10 Jahre HTA
Foto: Eike Dingler
10 Jahre HTA

10 Jahre HTA

07. & 08.12.2012

Symposium und 10 Jahre Hessische Theaterakademie

Am 4. Dezember 2012 jährte sich die Gründung der Hessischen Theaterakademie zum zehnten Mal. In diesen 10 Jahren hat sich die HTA als feste Größe in der hessischen Theaterlandschaft etabliert, hat den Kreis ihrer Partnerbühnen bis nach Baden-Württemberg und Rheinland-Pfalz ausgeweitet und bei der Gründung neuer Studiengänge wie „Theater- und Orchestermanagement“ und „Choreographie und Performance“ entscheidend mitgewirkt - Grund genug, das Jubiläum gemeinsam zu feiern!

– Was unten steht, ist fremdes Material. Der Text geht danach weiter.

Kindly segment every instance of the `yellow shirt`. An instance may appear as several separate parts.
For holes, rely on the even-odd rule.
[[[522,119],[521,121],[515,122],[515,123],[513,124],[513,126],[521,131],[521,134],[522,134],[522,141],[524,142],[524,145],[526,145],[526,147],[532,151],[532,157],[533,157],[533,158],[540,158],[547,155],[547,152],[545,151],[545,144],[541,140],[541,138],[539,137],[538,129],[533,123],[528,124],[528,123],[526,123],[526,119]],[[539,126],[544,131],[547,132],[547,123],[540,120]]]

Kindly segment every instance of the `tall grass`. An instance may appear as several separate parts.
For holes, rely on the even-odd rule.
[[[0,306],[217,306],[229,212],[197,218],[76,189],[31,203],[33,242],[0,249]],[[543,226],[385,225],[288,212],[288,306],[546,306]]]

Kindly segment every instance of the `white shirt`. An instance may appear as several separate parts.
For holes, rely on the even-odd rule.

Aus diesem Anlass wurde am 7. Dezember im vom Kulturfonds Frankfurt RheinMain großzügig unterstützten Symposium zum Thema "Künstlerisches Forschen?" gemeinsam mit Vertretern renommierter Theaterschulen aus dem In- und Ausland über die Zukunft der Theaterausbildung diskutiert. Am 8. Dezember überließen wir das Frankfurt LAB beim HTA-Tag nach der Eröffnung durch die Hessische Ministerin für Wissenschaft und Kunst, Eva Kühne-Hörmann, dann ganz den Studierenden aller HTA-Studiengänge und ihren Inszenierungen, Liedvorträgen, Choreographien, Installationen und Performances.

Freitag, 07. Dezember 2012
Symposium „Künstlerisches Forschen? Vorträge und Tischgespräche über eine Ausbildung für ein Theater der Zukunft“
Eröffnungsvortrag von Marijke Hoogenboom (Amsterdam) und anschließende Tischgespräche

Samstag, 08. Dezember 2012
10 Jahre Hessische Theaterakademie
Eröffnungsrede der Hessischen Ministerin für Wissenschaft und Kunst: Eva Kühne-Hörmann, Jubiläumsfestival mit neuesten künstlerischen Arbeiten der Studierenden der Akademie,
Vorträgen, verschiedensten Vergnügungen und ab 21.30 Uhr Abschlussparty


Die Hessische Theaterakademie ist ein Netzwerk der Studiengänge Darstellende Kunst an der HfMDK Frankfurt am Main, Bühnen- und Kostümbild an der Hochschule für Gestaltung Offenbach, Dramaturgie an der J. W. Goethe-Universität in Frankfurt am Main sowie des Instituts für Angewandte Theaterwissenschaft an der Justus-Liebig-Universität in Gießen. Als ‚Akademie von unten’ basiert sie nicht nur auf der offenen und immer intensiveren Zusammenarbeit der Lehrenden und Intendanten, sondern vor allem auch auf den vielen spartenübergreifenden Initiativen der Studierenden.